Publicly, the Intellexa partnership is made up of Nexa Technologies, WiSpear, and Cytrox. The alliance also includes five other non-public partners, according to Dilian.

WiSpear is a wifi interception firm founded by Dilian who previously worked on Circles, a telecom-interception firm that was acquired by NSO Group. WiSpear recently acquired Cytrox, a European firm specializing in developing exploits that can break into devices used by a target.

The alliance also includes Nexa Technologies, a French firm previously known as Amesys, that’s been under investigation for sales of surveillance technology to the military dictatorship in Egypt.

One of the original players in this industry, Amesys was named one of the world’s “Enemies of the Internet” in a 2013 report from Reporters Without Borders. They’re perhaps most famous for selling packet monitoring software to Libyan dictator Muammar Gaddafi, who was killed in 2011.

Intellexa operates offices in Tel Aviv, Paris, Dubai, and Jakarta in order to give close geographic support to the alliance companies’ existing customers. The group also has current customers in Latin America and hopes to establish an office there soon.

“Our immediate goal is to become a one-stop-shop for all of our customers’ field intelligence collection needs,” Dilian said.

Intellexa will be first announced at IDEX, a military industry conference in Abu Dhabi famous as an event for buying and selling cutting-edge hacking tools. The Persian Gulf region is currently the world’s foremost hotbed for the hacking market, Dilian told Gizmodo, largely because Asian and African governments feel comfortable purchasing these tools in that region. Critics say it’s an environment that offers little legal or ethical oversight of their growing business.

“I think there is growing awareness that these companies exist and [of what] their capabilities are exactly,” EFF’s Quintin said. “Whereas companies like NSO Group or DarkMatter are providing very high-end services, what you’ll see is a medium to low-end range of companies come on the market as well that can cater to countries that don’t have as big a budget for these operations.”
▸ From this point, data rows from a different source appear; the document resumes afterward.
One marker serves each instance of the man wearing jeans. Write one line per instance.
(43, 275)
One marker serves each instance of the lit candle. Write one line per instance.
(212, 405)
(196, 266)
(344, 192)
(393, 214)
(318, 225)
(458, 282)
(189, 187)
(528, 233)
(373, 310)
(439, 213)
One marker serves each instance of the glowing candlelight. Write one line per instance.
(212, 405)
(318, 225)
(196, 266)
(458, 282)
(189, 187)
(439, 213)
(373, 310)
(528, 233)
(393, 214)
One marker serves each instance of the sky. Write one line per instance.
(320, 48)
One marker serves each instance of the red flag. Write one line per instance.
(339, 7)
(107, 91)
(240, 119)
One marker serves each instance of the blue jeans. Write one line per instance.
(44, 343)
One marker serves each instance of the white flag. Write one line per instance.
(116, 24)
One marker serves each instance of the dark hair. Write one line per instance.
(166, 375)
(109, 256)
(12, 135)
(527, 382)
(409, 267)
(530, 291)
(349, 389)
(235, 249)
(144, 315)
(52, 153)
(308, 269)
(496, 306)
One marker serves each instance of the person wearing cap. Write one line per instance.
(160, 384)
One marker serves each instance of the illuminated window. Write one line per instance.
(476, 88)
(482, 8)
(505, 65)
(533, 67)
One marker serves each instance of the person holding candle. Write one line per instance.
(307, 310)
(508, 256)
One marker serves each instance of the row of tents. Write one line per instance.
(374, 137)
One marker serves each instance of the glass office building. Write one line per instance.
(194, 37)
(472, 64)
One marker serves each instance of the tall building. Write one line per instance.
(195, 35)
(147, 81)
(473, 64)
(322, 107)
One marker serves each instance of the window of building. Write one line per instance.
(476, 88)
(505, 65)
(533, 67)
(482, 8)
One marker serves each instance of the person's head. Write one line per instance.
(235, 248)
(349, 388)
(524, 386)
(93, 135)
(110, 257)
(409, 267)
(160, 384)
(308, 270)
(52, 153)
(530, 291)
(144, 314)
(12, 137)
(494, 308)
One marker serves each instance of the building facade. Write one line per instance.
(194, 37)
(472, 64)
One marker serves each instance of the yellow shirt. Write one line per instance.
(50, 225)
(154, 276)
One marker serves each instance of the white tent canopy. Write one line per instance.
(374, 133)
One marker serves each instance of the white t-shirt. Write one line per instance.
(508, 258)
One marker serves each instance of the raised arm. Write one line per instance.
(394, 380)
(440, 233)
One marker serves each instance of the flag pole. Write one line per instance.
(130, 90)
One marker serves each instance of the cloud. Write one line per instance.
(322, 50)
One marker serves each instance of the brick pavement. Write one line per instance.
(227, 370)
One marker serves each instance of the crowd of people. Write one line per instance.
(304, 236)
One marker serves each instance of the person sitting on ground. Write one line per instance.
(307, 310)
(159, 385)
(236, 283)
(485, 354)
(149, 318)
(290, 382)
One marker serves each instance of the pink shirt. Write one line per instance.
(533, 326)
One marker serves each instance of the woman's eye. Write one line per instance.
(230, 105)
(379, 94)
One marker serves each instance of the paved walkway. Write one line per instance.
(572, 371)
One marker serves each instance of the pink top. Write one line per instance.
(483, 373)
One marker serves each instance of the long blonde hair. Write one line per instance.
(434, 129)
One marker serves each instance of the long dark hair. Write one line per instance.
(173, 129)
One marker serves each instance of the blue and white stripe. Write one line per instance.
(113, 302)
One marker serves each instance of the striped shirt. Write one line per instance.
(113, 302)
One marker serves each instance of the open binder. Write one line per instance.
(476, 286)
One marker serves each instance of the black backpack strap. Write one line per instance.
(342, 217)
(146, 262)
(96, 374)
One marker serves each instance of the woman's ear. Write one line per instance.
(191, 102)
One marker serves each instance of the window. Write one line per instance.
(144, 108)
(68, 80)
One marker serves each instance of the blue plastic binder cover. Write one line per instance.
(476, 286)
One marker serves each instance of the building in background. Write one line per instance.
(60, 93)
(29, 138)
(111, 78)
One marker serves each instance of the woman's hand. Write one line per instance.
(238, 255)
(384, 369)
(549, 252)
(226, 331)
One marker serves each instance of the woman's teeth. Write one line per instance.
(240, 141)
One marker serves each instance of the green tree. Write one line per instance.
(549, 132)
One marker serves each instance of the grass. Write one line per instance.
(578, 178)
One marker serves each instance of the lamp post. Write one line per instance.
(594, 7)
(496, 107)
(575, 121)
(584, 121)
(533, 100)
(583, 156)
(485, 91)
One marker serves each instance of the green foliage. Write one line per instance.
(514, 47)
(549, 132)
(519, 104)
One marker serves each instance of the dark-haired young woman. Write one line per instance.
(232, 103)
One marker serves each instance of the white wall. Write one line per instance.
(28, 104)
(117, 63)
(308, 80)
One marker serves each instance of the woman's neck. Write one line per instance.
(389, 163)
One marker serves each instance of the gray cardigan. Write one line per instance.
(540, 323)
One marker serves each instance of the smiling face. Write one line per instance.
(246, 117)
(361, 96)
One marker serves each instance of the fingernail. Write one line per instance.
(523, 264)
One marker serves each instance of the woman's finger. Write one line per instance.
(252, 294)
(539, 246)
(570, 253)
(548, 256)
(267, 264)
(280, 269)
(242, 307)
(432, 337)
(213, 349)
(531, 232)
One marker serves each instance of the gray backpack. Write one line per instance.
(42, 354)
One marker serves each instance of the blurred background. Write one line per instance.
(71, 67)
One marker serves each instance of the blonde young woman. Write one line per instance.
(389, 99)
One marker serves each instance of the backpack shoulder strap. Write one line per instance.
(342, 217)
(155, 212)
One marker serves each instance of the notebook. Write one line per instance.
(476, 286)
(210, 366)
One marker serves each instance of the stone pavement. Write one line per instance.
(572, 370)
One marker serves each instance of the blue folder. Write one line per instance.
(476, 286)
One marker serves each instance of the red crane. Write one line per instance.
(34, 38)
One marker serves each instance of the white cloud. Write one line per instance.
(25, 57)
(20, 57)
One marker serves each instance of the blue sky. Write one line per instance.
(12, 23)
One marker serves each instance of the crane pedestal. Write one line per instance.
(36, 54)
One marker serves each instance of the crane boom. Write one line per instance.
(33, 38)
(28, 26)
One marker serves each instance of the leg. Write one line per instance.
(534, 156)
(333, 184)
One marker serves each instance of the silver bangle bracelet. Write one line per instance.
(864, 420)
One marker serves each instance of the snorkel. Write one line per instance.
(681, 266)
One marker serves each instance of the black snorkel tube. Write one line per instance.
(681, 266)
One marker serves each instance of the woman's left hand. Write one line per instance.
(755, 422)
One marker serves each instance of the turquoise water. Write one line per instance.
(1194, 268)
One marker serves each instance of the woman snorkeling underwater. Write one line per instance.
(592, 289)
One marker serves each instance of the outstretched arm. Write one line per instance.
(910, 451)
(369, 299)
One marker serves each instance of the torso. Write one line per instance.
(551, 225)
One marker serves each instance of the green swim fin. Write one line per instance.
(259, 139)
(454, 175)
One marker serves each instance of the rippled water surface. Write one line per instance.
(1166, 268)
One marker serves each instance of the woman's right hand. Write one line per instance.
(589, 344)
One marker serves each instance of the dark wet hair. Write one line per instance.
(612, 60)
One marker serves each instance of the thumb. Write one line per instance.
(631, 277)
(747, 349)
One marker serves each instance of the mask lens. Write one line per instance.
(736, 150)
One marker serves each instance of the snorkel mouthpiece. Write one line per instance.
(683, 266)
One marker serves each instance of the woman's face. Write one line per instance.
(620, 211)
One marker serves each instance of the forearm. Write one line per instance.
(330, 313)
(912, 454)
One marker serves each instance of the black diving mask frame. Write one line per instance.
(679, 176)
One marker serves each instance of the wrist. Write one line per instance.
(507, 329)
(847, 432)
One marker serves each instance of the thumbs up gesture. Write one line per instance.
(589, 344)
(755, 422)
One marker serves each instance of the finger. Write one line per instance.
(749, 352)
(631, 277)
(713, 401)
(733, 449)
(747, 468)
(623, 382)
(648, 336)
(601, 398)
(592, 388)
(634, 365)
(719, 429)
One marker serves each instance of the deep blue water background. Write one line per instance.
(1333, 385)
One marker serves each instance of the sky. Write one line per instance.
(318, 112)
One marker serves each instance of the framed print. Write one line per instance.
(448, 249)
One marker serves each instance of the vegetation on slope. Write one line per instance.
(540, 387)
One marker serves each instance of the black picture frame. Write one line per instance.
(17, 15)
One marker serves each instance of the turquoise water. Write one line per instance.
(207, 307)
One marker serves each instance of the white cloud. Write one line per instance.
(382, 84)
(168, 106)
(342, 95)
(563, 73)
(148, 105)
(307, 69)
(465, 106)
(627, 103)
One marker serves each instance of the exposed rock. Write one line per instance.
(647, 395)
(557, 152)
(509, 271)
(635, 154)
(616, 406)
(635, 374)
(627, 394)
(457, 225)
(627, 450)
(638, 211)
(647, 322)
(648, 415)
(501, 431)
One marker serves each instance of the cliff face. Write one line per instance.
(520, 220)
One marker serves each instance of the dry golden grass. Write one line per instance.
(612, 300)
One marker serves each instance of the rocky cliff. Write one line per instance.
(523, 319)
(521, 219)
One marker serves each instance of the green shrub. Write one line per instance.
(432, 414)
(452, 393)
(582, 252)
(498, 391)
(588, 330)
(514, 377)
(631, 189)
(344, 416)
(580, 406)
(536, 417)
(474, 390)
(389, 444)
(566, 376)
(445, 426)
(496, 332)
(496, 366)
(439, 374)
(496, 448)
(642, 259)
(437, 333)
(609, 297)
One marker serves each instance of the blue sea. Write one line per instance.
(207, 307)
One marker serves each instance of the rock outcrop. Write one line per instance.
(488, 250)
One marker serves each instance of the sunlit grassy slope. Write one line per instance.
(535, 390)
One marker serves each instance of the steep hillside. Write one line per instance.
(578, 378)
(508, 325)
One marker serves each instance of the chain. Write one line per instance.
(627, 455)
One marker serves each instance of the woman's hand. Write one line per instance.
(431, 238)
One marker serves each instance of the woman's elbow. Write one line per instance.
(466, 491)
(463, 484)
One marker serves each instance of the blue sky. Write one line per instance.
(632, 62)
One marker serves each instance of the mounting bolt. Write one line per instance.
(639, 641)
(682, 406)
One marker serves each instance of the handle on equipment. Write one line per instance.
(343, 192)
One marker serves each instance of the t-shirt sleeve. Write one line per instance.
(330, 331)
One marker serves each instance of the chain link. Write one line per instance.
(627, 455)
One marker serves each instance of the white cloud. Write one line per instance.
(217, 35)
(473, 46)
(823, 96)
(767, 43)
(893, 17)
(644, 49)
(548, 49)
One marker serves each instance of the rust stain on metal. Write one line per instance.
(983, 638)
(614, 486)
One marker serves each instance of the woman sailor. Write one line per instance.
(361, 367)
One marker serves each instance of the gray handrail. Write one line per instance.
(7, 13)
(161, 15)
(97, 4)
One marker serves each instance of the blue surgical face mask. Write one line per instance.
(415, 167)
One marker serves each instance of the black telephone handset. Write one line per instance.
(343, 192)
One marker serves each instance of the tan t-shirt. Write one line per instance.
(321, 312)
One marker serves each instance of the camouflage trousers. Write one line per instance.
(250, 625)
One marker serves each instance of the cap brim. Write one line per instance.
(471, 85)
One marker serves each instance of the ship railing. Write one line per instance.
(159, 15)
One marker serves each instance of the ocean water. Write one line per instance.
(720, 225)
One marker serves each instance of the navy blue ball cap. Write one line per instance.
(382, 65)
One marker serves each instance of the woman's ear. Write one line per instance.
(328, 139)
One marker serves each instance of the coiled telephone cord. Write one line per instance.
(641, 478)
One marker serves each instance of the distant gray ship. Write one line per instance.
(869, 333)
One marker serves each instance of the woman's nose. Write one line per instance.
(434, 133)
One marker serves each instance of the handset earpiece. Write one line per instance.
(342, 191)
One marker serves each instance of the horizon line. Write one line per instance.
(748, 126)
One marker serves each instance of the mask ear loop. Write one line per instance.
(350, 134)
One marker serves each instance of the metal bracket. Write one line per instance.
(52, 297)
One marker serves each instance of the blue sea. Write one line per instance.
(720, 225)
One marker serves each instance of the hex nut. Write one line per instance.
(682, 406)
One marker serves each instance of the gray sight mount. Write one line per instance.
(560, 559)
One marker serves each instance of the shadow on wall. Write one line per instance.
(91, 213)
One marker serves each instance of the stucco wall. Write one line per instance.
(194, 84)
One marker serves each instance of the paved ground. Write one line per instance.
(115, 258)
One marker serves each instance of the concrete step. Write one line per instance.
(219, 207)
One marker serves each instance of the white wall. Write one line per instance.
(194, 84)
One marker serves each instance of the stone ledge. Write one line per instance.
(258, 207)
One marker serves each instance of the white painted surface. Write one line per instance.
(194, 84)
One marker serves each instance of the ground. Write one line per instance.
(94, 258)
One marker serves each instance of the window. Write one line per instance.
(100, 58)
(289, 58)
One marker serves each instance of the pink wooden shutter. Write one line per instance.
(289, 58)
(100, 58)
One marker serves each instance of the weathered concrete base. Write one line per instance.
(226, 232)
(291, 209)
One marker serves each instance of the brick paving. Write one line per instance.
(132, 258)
The industry has a global reach but is most successful in key areas like the Middle East, Africa, and some particularly tumultuous areas of Latin America.

“We see a lot of comparisons to areas with kinetic warfare,” Lookout’s Flossman said. “The Middle East is a really good example of that. Volatility in the physical world bleeds over into the digital world and increases demands for these kinds of hacking tools.”

Dilian strongly disputes the hacking industry’s dark reputation, saying they are the people giving governments the necessary modern tools to defend against criminals and terrorists. He repeatedly told Gizmodo that his company and the industry are “the good guys” due to their work with law enforcement and intelligence agencies.

Dilian knows, however, that there is a growing chorus of critics including EFF’s Quintin.

“The problem with these companies is that they don’t seem to care whether the governments they’re selling to are acting within the rule of law or within international human rights norms,” Quintin said.

“It’s extremely problematic. It is on these companies to make sure they’re not selling these technologies to countries that will use them to commit torture or kidnap people. It’s important the companies know who they’re selling to and what we’ve seen is these countries selling to countries that are extreme violators of human rights like Gaddafi. That doesn’t seem like it’s going to stop. They’re still willing to sell to anyone.”